A single major accident in the US or Europe within five years would set back both restart and SMR momentum. A tail risk: low probability but large impact.
If global transformer capacity normalizes between 2028~2030, the pricing power of the KR three·Hitachi gradually weakens. But it barely loosens within the 5-year window.
The current structure has purchasers bearing US transformer tariffs — if Trump administration policy changes, it directly affects the margins of the Korean three. But as long as US capacity is short, it's only volatility in the near term; the structure holds.
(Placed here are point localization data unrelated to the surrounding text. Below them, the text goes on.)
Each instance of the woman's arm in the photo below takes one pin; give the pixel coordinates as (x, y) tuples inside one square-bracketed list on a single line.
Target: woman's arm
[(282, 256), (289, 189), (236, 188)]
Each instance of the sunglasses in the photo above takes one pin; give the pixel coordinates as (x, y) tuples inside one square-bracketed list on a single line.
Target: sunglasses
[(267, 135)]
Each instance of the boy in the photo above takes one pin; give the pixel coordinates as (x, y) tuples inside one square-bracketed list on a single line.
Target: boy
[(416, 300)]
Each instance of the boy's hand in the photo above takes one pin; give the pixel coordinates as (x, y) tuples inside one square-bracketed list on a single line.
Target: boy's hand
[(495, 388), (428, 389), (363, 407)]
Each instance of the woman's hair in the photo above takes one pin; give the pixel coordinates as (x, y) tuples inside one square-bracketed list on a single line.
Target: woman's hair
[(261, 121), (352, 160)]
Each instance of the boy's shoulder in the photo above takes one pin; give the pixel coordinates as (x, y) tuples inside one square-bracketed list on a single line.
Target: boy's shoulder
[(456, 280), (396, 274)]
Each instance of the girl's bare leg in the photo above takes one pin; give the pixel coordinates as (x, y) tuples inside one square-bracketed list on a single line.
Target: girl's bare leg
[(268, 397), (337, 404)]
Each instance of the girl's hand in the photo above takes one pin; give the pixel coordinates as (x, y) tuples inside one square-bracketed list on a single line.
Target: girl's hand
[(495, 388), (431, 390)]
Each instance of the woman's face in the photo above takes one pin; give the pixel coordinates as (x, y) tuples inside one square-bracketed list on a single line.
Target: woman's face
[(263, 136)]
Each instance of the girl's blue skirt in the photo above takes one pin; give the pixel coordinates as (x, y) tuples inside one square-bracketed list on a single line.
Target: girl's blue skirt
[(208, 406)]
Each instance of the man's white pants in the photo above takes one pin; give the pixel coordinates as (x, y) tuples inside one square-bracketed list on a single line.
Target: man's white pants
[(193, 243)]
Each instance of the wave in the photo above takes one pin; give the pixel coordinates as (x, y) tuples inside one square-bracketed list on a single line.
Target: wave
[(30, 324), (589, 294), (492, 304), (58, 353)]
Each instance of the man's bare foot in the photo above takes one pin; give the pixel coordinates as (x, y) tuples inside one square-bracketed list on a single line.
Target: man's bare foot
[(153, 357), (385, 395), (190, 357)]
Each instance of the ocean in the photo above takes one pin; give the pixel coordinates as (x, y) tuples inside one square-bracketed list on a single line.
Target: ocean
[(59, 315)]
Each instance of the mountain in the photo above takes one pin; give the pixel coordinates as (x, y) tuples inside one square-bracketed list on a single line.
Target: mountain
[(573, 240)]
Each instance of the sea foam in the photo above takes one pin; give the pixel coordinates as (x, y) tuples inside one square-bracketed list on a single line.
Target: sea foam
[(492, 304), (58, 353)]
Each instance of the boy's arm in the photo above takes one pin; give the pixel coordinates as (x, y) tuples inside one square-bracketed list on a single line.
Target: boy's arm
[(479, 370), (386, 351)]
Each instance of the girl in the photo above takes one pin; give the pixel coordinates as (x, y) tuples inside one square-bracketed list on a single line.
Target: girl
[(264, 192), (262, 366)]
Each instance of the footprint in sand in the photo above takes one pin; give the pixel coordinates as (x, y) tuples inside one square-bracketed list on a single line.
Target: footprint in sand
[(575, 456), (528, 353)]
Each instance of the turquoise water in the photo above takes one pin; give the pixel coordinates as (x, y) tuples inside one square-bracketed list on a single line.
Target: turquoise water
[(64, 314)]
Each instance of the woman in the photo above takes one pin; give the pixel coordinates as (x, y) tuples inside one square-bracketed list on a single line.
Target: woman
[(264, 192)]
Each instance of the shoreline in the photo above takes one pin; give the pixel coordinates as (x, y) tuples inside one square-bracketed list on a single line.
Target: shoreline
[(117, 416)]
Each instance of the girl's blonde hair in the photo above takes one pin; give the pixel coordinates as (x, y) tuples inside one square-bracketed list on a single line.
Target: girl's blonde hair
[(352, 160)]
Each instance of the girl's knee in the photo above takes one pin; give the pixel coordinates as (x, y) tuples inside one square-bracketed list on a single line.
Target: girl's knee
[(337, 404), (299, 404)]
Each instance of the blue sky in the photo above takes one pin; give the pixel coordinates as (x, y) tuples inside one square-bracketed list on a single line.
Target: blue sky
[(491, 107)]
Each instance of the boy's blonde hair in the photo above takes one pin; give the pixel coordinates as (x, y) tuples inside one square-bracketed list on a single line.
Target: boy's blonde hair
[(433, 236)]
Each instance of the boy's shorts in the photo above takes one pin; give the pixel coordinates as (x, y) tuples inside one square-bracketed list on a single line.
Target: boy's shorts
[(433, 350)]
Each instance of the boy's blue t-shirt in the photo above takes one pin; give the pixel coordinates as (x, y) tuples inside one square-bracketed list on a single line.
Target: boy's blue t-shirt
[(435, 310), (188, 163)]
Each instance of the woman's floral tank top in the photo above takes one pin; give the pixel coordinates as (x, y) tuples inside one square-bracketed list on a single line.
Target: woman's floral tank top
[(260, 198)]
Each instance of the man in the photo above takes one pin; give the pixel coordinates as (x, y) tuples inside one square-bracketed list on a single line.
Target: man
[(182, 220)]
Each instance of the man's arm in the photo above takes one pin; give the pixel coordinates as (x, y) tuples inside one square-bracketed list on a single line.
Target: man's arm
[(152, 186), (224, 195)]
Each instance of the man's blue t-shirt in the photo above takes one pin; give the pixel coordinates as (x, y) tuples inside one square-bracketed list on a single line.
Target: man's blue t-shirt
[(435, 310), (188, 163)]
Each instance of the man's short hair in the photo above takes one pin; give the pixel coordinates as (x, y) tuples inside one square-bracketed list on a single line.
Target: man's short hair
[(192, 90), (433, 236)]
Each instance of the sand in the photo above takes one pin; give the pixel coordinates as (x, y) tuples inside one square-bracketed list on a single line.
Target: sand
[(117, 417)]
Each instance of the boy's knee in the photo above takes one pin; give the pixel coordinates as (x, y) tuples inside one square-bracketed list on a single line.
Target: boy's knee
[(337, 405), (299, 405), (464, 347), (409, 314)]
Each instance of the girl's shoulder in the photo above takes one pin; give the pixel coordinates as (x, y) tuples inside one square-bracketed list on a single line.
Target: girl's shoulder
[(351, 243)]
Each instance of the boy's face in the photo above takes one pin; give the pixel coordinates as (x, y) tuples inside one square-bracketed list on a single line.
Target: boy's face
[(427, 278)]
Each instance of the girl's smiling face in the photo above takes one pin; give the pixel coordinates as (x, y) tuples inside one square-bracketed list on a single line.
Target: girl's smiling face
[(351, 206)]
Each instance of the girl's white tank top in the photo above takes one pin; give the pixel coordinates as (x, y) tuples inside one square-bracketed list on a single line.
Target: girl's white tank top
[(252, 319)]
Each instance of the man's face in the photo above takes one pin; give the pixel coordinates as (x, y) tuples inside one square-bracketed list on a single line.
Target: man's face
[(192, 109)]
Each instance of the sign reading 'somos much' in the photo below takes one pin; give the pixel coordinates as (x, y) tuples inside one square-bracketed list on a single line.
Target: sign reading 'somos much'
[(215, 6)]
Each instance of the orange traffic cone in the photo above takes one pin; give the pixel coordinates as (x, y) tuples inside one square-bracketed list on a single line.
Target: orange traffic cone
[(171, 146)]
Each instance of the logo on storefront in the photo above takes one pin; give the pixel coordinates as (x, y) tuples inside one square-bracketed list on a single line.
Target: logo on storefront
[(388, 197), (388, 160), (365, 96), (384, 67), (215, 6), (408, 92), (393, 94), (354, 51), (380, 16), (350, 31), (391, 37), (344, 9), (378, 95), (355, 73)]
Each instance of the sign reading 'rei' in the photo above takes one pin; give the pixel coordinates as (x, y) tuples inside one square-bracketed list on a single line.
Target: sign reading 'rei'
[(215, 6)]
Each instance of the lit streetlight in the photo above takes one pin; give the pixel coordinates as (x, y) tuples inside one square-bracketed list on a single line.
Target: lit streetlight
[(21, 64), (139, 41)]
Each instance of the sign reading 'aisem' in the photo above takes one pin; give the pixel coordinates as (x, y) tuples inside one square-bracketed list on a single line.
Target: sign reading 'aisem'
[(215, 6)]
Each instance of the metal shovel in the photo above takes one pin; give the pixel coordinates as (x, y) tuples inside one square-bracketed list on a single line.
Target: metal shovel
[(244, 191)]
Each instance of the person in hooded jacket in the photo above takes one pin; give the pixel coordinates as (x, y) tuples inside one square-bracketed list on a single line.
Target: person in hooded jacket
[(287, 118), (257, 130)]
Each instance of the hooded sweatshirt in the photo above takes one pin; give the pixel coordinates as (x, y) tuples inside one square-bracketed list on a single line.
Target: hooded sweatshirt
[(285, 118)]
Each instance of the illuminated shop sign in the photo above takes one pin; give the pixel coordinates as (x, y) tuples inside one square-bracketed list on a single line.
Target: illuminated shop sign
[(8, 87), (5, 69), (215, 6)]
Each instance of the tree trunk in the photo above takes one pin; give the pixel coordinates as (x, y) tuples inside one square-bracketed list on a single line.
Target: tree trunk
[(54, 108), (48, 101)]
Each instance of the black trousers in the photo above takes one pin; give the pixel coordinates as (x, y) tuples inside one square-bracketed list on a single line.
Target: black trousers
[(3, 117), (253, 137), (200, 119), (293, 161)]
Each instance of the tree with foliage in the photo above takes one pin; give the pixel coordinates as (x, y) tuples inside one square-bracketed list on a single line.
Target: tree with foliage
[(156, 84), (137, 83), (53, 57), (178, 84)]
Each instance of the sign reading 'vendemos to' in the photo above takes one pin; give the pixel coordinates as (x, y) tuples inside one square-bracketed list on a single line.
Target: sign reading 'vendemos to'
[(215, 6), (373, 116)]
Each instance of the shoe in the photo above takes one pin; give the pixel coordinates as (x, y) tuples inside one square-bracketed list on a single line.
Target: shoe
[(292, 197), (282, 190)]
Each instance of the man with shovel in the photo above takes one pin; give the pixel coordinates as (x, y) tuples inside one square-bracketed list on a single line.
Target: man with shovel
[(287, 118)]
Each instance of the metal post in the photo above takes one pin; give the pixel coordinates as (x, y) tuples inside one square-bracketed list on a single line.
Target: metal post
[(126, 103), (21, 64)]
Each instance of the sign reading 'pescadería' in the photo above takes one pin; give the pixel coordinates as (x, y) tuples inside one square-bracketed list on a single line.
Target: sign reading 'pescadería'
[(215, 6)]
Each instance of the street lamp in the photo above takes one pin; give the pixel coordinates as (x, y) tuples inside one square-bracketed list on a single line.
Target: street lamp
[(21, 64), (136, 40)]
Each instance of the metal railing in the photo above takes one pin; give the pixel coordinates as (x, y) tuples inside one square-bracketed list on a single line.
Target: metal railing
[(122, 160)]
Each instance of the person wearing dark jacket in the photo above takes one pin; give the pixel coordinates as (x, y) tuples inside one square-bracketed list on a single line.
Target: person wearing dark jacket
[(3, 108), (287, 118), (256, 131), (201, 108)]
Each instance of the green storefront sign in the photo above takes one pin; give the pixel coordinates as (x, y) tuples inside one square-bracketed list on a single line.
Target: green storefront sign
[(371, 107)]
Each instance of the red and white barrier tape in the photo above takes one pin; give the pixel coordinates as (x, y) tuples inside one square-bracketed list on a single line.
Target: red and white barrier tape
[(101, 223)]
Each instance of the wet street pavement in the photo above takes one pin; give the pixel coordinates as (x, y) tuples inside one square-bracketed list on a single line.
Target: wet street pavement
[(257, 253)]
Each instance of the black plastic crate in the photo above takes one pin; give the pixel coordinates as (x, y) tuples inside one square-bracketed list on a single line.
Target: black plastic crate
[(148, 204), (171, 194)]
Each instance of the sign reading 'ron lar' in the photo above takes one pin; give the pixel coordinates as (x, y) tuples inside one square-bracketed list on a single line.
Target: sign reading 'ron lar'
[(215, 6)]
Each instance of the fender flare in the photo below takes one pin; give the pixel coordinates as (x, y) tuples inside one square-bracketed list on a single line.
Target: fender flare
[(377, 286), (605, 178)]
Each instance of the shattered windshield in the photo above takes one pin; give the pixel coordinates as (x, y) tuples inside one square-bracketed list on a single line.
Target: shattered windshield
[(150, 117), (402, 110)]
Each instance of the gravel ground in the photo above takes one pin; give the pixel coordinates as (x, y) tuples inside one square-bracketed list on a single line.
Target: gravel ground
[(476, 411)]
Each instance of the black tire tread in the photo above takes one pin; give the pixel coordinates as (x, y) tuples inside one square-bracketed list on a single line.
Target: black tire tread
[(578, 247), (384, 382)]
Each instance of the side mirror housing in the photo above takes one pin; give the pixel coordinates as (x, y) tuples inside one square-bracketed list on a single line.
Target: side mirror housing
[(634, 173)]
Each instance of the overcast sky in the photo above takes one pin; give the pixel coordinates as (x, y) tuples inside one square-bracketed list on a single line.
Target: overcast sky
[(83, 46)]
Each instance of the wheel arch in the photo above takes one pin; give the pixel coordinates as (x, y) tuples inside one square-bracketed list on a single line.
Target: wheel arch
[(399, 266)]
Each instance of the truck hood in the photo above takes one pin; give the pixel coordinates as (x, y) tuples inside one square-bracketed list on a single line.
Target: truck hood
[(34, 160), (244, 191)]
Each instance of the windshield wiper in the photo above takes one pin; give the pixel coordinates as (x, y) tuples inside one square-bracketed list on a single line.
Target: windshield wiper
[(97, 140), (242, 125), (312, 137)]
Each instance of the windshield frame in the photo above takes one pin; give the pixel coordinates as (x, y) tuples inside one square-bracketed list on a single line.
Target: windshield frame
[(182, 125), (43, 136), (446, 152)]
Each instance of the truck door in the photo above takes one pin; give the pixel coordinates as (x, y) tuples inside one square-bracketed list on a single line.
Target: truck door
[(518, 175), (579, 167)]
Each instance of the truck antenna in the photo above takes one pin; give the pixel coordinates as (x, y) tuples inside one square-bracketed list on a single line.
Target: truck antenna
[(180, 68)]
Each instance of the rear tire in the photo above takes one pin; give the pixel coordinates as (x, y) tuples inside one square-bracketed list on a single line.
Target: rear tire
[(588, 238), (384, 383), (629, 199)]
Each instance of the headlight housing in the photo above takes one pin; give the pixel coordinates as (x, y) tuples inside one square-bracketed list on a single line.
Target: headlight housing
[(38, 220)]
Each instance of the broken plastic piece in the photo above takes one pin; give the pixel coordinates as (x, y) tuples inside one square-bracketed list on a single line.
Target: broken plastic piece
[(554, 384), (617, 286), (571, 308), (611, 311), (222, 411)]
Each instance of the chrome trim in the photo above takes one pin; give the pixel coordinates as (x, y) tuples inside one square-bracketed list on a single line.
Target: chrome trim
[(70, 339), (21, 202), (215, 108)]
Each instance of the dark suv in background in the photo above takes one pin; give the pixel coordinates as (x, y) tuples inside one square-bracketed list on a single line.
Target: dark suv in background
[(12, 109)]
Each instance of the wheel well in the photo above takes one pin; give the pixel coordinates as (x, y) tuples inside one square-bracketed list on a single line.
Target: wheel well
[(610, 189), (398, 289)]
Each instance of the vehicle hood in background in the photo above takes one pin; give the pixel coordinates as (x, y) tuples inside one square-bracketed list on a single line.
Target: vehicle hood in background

Betting money on AI data centers themselves is already largely priced in. NVIDIA·Microsoft·Meta·Amazon·Oracle have all set new highs. But the companies that can actually switch on the electricity they need to run are far fewer. Gas turbines are the Big 3, transformers are 5~6 firms globally, nuclear operation is 3~4 firms, and BESS cells are within 5 firms. This narrow group of companies takes 30~40% of Big Tech's $5 trillion in capex over the five years.